198.16.70.58 10240 4 FDCservers.net (FDCSE)
50.7.98.242 10240 4 FDCservers.net (FDCSE)

I’m running the latest firmware which is 4.9.4.37. The camera is a WYZE Cam v2.

Someone from WYZE, please explain what these servers are. In particular, I would like to know what the Chinese server is being used for, but, also the other non-Amazon servers. What are ports 10001 and 10240 used for?

Note, the Android app connects to the same Chinese server that the camera does.

There are many old redit threads about this.
https://www.reddit.com/r/wyzecam/comments/7cykgf/wyzecam_sending_data_to_servers_other_than_aws/?utm_source=BD&utm_medium=Search&utm_name=Bing&utm_content=PSR1

and this thread here:

I recall reading a statment from WYZE that stated that the connection to a china server is only for outsourced notification service support, and not anything tied to the video stream. But I can’t seem to find that at the moment.

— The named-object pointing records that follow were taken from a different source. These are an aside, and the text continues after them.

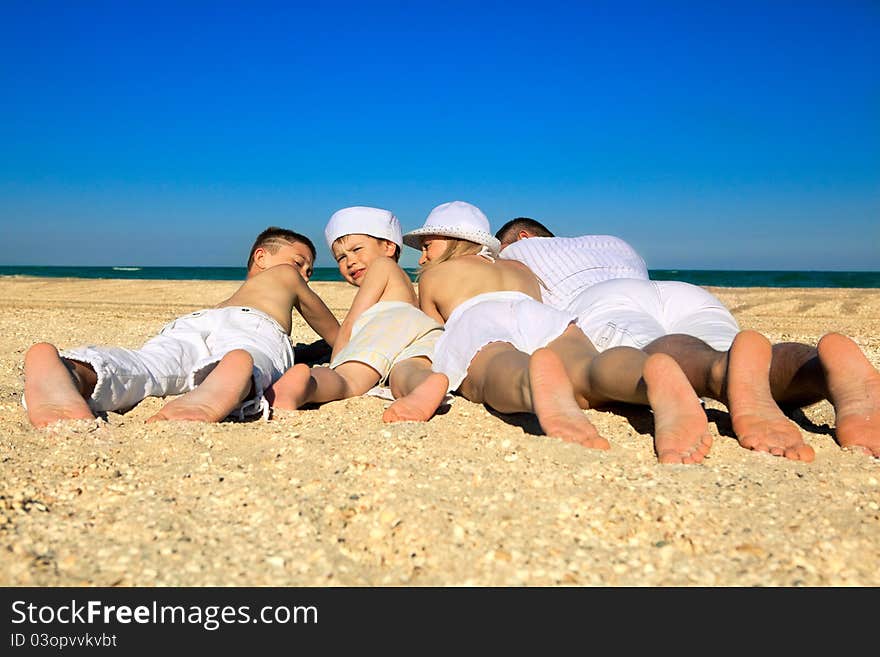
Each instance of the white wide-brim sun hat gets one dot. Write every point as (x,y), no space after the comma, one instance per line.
(455,219)
(361,220)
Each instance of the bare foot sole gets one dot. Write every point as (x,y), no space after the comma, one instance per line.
(49,389)
(681,431)
(223,389)
(421,404)
(759,424)
(854,388)
(554,402)
(292,389)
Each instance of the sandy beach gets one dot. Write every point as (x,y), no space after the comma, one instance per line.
(331,496)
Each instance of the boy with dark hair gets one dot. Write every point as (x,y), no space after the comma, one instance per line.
(219,360)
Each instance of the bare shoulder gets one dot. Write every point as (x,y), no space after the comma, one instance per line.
(387,268)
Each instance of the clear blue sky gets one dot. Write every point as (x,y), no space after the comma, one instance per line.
(717,135)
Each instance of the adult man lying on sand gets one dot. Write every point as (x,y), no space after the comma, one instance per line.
(223,358)
(605,282)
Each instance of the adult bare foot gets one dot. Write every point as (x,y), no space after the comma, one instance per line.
(554,403)
(854,388)
(421,404)
(50,391)
(292,390)
(759,424)
(221,391)
(681,431)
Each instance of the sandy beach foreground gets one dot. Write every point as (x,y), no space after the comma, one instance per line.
(333,497)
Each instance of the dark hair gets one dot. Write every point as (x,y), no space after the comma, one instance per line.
(507,233)
(273,238)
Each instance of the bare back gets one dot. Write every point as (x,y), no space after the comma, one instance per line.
(276,291)
(443,287)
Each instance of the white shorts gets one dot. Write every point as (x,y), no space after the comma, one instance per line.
(511,317)
(183,354)
(634,312)
(387,333)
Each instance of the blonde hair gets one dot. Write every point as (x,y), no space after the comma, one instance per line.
(455,248)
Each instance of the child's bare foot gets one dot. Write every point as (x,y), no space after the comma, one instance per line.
(758,422)
(421,404)
(50,391)
(221,391)
(554,403)
(854,389)
(681,431)
(292,390)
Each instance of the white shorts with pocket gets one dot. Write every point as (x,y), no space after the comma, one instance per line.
(511,317)
(182,355)
(634,312)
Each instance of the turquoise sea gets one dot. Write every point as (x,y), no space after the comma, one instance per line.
(713,277)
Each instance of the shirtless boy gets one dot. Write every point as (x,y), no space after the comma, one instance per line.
(502,347)
(384,337)
(219,360)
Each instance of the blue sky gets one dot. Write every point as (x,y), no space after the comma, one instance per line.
(735,135)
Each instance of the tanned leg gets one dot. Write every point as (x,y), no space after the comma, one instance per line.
(52,388)
(420,404)
(293,389)
(223,389)
(681,431)
(758,422)
(705,367)
(553,401)
(854,389)
(418,392)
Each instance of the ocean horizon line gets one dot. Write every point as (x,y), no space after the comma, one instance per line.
(703,277)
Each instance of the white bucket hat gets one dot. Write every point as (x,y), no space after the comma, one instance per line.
(360,220)
(456,219)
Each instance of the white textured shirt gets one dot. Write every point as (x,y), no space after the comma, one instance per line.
(569,265)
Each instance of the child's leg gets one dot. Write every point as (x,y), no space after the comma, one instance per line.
(418,391)
(293,389)
(739,379)
(553,400)
(301,385)
(681,430)
(223,389)
(758,423)
(628,375)
(854,390)
(511,381)
(55,388)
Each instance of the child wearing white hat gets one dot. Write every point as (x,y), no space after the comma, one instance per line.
(384,337)
(502,347)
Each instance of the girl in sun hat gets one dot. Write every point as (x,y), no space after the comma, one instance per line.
(459,220)
(504,348)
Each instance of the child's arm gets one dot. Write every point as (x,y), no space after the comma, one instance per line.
(428,282)
(370,292)
(316,313)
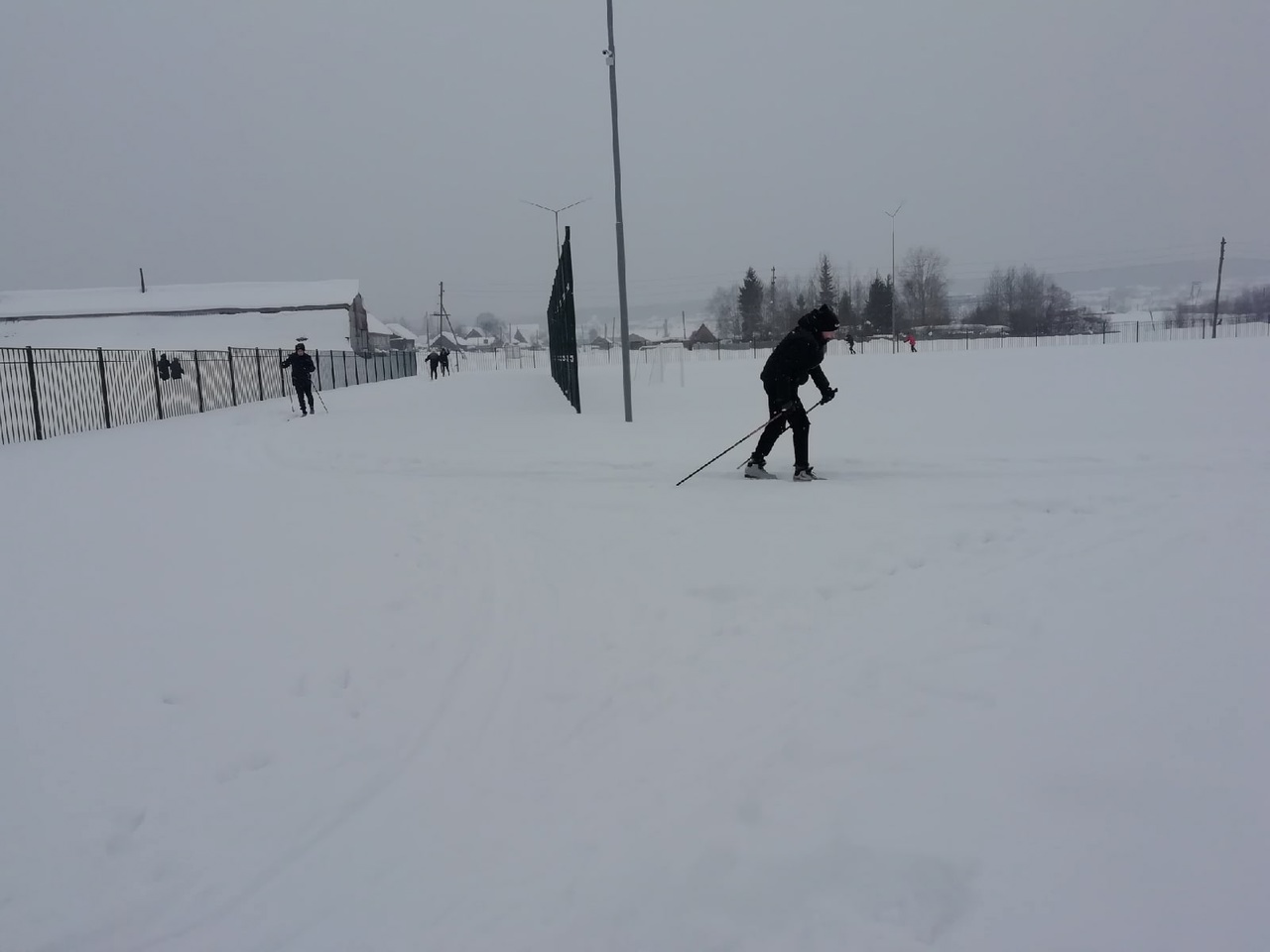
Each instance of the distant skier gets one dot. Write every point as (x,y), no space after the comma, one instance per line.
(302,377)
(795,359)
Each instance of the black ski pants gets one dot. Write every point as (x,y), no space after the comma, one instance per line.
(786,411)
(304,389)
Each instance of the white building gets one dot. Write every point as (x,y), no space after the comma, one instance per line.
(329,313)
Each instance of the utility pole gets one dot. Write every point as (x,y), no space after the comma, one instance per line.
(611,58)
(444,318)
(1216,298)
(557,213)
(894,282)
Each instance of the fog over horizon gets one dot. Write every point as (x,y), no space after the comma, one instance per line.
(398,144)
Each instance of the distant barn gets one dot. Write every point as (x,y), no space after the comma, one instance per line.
(329,313)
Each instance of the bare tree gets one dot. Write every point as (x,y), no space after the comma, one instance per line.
(925,286)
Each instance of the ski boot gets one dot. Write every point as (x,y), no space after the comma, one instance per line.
(754,470)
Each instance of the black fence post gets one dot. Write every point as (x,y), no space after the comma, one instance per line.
(105,394)
(198,382)
(35,394)
(154,361)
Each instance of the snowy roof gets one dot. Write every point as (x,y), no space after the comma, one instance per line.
(180,298)
(373,325)
(325,330)
(404,333)
(529,331)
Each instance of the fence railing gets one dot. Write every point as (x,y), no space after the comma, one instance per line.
(50,393)
(1107,333)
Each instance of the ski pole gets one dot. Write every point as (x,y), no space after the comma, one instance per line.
(763,425)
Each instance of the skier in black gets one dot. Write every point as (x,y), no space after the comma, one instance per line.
(795,359)
(302,377)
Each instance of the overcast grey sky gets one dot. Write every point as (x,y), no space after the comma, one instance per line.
(391,140)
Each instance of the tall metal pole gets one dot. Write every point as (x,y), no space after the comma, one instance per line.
(617,200)
(894,282)
(1216,298)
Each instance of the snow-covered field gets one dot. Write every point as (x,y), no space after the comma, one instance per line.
(452,667)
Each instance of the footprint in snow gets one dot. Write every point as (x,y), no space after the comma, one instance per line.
(250,763)
(125,823)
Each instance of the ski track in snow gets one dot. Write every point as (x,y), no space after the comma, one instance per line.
(460,669)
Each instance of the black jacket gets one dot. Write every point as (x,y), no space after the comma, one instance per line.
(302,366)
(797,358)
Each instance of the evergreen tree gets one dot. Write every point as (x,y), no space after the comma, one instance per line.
(846,312)
(878,307)
(826,285)
(749,303)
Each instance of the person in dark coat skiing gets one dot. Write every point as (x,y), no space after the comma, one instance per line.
(302,377)
(793,362)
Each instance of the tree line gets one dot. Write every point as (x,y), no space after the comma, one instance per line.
(1019,298)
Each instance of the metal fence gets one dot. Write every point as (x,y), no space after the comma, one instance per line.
(50,393)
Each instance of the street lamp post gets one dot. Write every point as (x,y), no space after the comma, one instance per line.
(557,213)
(894,280)
(611,59)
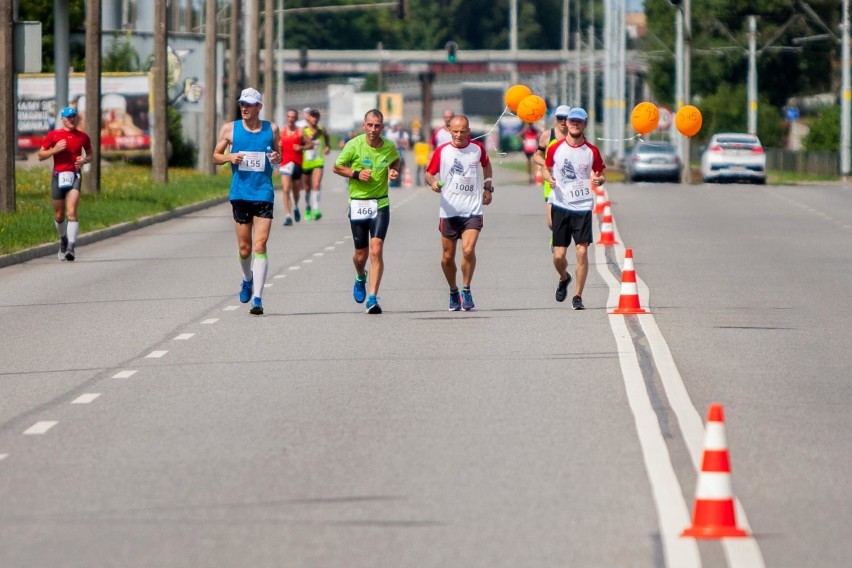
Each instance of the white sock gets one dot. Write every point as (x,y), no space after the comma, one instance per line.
(259,268)
(245,265)
(73,229)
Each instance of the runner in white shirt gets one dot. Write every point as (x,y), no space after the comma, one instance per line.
(456,171)
(573,166)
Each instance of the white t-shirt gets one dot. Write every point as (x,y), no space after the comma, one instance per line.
(461,171)
(572,168)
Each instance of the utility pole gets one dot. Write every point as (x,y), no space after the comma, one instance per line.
(160,170)
(752,75)
(8,108)
(92,179)
(845,120)
(210,86)
(233,61)
(269,58)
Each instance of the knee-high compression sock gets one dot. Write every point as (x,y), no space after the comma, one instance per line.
(73,230)
(259,267)
(245,266)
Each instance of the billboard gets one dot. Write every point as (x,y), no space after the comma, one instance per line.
(125,123)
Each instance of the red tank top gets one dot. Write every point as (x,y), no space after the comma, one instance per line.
(290,138)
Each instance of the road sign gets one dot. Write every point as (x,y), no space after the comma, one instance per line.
(666,118)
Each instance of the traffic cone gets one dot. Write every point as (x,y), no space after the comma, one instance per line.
(628,302)
(600,202)
(607,233)
(713,515)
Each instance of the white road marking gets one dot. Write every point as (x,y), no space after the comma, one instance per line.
(40,427)
(86,398)
(124,374)
(739,552)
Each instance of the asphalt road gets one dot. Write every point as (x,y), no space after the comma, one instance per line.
(522,434)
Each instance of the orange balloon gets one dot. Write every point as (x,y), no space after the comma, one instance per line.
(688,120)
(515,95)
(531,108)
(645,117)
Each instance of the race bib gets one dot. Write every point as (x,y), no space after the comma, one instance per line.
(253,162)
(66,179)
(363,209)
(463,185)
(577,190)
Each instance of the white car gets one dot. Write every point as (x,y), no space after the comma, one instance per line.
(734,157)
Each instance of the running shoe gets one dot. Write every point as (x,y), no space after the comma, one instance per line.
(359,291)
(467,301)
(245,291)
(562,289)
(373,306)
(455,301)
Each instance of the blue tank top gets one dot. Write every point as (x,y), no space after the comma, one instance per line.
(252,180)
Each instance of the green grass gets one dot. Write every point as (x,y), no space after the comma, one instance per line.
(127,194)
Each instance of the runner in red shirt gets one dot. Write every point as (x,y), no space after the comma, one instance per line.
(66,146)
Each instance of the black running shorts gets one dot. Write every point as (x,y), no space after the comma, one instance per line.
(375,228)
(246,211)
(571,224)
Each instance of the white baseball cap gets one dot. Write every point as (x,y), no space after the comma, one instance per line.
(251,96)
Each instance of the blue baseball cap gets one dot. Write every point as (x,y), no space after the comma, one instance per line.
(578,114)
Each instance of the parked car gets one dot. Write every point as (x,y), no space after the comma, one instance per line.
(657,161)
(734,157)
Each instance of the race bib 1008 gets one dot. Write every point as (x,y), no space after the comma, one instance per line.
(253,162)
(363,209)
(66,179)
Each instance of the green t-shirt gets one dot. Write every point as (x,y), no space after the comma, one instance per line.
(359,155)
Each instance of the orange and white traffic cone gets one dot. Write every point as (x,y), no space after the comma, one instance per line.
(628,302)
(600,202)
(607,232)
(713,516)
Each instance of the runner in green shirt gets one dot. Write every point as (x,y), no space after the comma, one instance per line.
(370,162)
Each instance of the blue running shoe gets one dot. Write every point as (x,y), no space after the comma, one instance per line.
(373,306)
(245,291)
(455,301)
(359,291)
(467,301)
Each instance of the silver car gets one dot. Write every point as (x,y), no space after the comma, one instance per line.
(734,157)
(652,161)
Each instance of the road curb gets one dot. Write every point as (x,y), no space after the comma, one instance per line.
(109,232)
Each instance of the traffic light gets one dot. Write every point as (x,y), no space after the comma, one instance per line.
(452,47)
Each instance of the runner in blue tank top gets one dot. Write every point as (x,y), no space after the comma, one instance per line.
(254,150)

“I have MEMU Android emulator installed on my Windows PC. I’ve found it to be more stable than BlueStacks.”

@angus.black I have tried MEMU, however, it causes an INSTANT BSOD on my 2 windows 10 computers. I am trying NOX, but the version of Android it uses is quite old. (5.0) many apps require 6.0 or newer these days.

Why do you need to run an emulator when they added RTSP support? You can use whatever viewer you want with it.

RTSP is only in special beta test firmware and is not actively worked on as the main channel, said the page where u get that firmware to enable it.

Second, one can not operate the functions of the cam with RTSP, like the Pan ability, or view recordings.

3rd. RTSP only seems to work when u are connected to the same local network as the cam. I am not and thus can not make use of it.